Isaac's only doubles that which the library, university, and research lab add to the base science and doesn't touch the base science or Copernies at all.

The way i tested this was with a city which had 10 science with no library, university or research lab (and no copernies). Then Issac's was introduced, and i ended up with how much total science? Ten! Isaac's does nothing whatsoever to benefit that city at that stage. No benefit is gained until city improvements are built.

If the same city with no city improvements and no Isaac's builds Copernies, it ends up with 20, Double! If u then add Isaac's to that city, guess how much total science you now have? You still have only 20! Isaac's, i say again, adds nothing to the base science or to Copernies.

What Isaac's actually does is doubles the benefit brought forth only by the library, the university and the research lab. In our example of a city with 10 base science, the library adds 5, the uni adds 5 more and the research lab adds 5 more.

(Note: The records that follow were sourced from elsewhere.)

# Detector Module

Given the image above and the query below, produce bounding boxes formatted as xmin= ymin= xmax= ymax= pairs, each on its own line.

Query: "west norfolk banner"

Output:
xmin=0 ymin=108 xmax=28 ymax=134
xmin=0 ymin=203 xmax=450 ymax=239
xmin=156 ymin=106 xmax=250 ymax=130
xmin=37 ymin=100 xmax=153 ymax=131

Now we have 25. Isaac's takes only the 5+5+5=15 and doubles it and now the city has 40 total science, 10+15+15. If u then build Copernies, you double Everything and get 80.

If we go the other way, start with the 3 city improvements, no Isaac's and build Copernies, we would have (10+15)*2=50. Adding Isaac's brings us to 80, but only because Copernies is acting on Isaac's, not the other way around. Isaac's is adding 15, then Copernies doubles that and we have:

[10 (base)+15 (city improvements)]*2 [copernies doubling everything)]

+

[15 (Isaacs benefit) * 2 (Copernies now doubling the isaac's benefit)] = 50+30=80.

Conclusion: The literature on these wonders is worded inaccurately making us believe at a glance that Isaacs is a vastly superior science wonder to Copernies, but in fact, it is the other way around. If you want a super science city, Isaac's is good, but Copernies is Much better.

Attached is the testing ground save conducted inside Kyoto which actually had 20 base science.